What new stuff did you learn at the conference? What seminars did you attend? Did a speaker share something new? Did you discover something new about a bible passage or a great tip for living as a Christian? This can include the academic, the theological and the practical. Things that you didn’t know before you went away.

How did you experience God?

Was your experience of God different to normal? If so, why? Did you encounter him more in the worship? Feel him moving during prayer ministry? See his healing and speaking whilst ministering to others? What about this different environment allowed you to see and feel God more clearly?

What parts of the week do you want to bring home?

Reflecting upon the first two questions, what is it that you want to keep hold of now that you’re home? Do you want to experience more of the fellowship you had with members of your church? Do you want to continue learning more about a certain topic? Do you want be able to keep worshipping so passionately that you lose your voice mid-week (it happens, it’s taken over a week to come back)?

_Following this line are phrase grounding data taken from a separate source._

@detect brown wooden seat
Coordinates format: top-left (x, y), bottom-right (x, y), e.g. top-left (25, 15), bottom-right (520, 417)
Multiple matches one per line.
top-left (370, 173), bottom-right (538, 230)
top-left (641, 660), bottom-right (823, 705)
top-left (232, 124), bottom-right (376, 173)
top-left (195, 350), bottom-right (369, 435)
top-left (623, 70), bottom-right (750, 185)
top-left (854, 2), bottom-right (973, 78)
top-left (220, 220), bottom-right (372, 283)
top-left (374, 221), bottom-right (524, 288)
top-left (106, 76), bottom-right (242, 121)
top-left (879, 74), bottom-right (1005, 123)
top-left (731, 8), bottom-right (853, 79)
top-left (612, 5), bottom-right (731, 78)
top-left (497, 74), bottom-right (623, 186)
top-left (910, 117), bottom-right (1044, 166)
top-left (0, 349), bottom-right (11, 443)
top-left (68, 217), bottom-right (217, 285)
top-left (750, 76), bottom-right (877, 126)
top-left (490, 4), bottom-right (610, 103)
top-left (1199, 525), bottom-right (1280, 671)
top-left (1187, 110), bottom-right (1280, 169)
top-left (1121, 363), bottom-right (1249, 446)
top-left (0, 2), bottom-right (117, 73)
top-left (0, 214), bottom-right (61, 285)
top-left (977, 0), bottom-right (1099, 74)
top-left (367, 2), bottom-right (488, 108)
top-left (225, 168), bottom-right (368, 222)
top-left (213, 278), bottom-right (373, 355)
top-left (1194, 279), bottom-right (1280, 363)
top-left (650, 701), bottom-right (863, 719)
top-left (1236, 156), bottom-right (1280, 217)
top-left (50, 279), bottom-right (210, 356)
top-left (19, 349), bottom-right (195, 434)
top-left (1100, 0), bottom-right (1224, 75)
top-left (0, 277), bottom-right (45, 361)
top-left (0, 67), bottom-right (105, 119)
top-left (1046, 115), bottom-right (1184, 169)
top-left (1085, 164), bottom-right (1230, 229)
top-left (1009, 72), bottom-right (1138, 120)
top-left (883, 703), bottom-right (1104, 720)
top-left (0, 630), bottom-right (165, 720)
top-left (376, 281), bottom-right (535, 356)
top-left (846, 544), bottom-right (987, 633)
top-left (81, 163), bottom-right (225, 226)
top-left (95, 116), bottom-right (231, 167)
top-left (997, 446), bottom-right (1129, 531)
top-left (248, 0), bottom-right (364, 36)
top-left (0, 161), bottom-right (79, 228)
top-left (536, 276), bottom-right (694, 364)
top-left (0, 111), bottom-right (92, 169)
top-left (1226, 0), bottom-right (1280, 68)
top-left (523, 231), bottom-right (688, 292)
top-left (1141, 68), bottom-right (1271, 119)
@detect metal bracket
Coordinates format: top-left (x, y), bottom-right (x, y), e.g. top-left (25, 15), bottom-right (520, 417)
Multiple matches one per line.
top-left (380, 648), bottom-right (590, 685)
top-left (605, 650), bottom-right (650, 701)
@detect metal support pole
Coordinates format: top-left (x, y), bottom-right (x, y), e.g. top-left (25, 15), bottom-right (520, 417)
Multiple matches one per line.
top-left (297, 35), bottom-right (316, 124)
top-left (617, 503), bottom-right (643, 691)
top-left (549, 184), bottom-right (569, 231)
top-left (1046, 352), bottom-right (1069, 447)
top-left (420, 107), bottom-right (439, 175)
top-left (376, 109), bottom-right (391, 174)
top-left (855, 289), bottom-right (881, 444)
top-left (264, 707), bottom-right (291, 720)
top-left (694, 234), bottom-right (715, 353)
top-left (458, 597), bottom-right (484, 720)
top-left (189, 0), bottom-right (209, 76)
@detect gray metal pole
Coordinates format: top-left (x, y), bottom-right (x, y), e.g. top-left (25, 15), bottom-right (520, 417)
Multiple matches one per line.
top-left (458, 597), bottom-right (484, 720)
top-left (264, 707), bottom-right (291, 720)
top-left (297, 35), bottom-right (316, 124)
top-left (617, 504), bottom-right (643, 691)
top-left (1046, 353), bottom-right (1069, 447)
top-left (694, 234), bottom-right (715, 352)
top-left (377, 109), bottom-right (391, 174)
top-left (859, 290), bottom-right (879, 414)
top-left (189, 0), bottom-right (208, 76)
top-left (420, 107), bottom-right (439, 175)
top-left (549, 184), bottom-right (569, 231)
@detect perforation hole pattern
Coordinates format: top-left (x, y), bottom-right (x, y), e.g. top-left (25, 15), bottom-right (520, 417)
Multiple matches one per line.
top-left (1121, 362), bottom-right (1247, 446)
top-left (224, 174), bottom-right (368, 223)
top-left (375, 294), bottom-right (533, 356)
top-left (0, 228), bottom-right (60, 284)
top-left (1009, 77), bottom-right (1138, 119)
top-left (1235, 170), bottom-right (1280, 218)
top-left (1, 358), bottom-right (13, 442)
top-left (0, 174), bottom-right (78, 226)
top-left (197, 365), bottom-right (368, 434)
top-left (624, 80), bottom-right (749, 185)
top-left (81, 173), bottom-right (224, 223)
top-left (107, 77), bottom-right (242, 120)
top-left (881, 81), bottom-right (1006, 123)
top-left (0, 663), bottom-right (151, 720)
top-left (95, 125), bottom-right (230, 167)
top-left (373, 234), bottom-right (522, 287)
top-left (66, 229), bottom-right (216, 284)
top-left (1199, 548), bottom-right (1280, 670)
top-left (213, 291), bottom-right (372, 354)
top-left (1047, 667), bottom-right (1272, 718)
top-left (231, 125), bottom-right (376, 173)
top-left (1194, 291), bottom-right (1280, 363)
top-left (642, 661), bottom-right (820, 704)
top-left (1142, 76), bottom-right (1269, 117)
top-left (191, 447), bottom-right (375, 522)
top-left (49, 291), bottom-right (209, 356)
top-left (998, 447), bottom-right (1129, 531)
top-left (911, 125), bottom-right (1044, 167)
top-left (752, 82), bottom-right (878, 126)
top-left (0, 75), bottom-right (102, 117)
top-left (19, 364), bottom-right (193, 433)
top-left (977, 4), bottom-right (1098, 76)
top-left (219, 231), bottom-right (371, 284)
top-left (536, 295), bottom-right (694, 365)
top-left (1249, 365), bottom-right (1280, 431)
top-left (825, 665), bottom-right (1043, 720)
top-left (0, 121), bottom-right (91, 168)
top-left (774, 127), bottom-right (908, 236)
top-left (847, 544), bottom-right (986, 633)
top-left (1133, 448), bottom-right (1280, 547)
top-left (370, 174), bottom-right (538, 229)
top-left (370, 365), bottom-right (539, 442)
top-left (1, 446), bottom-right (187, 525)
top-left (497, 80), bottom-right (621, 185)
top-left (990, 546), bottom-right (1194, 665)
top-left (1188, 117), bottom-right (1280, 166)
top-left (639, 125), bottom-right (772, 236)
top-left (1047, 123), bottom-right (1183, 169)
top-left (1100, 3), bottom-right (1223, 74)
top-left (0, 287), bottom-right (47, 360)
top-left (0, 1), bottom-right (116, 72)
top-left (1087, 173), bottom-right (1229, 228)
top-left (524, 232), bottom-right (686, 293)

How do you want this experience to impact your daily life?

So, now you’re back at home. What impact do you want this experience to have on your life? Do you want to apply those teachings you learnt to your own ministry? Do you want it to have deepened your desire to study the Bible? How do you want to be living differently now compared to before the conference?

How are you going to do this?

This question is the practical one. What changes are you going to make in your daily life? Are you going to get up half an hour earlier to study the Bible more deeply? Are you going to let go of the shame you’ve felt for that thing you did years ago? Are you going to organise a meeting to get the ball rolling on a new idea God has given you? Plan out that very first step – that one thing you know you can do it the next few days or weeks so that you don’t forget what it is you want to do and why. It can be super simple, but just have a first step ready to tick off your to-do list.

And, finally…

When can you book to go back next year?

If this was an experience that helped you to deepen your faith, that fed a thirst for knowledge in you, that blessed you with a chance to relax or allowed you time to re-focus upon God, are you coming back again?

Of course, it is vital that we remember that the God we encountered at our conference, is the same God we pray to the rest of the year. He has the same power, and he can achieve the same things. Christian conferences cannot be our only input for the year, we need personal Bible study, we need prayer constantly, we need fellowship and community, we need to worship. But these conferences are a great source of encouragement and family and reflection so I would definitely recommend giving one a go if you haven’t already.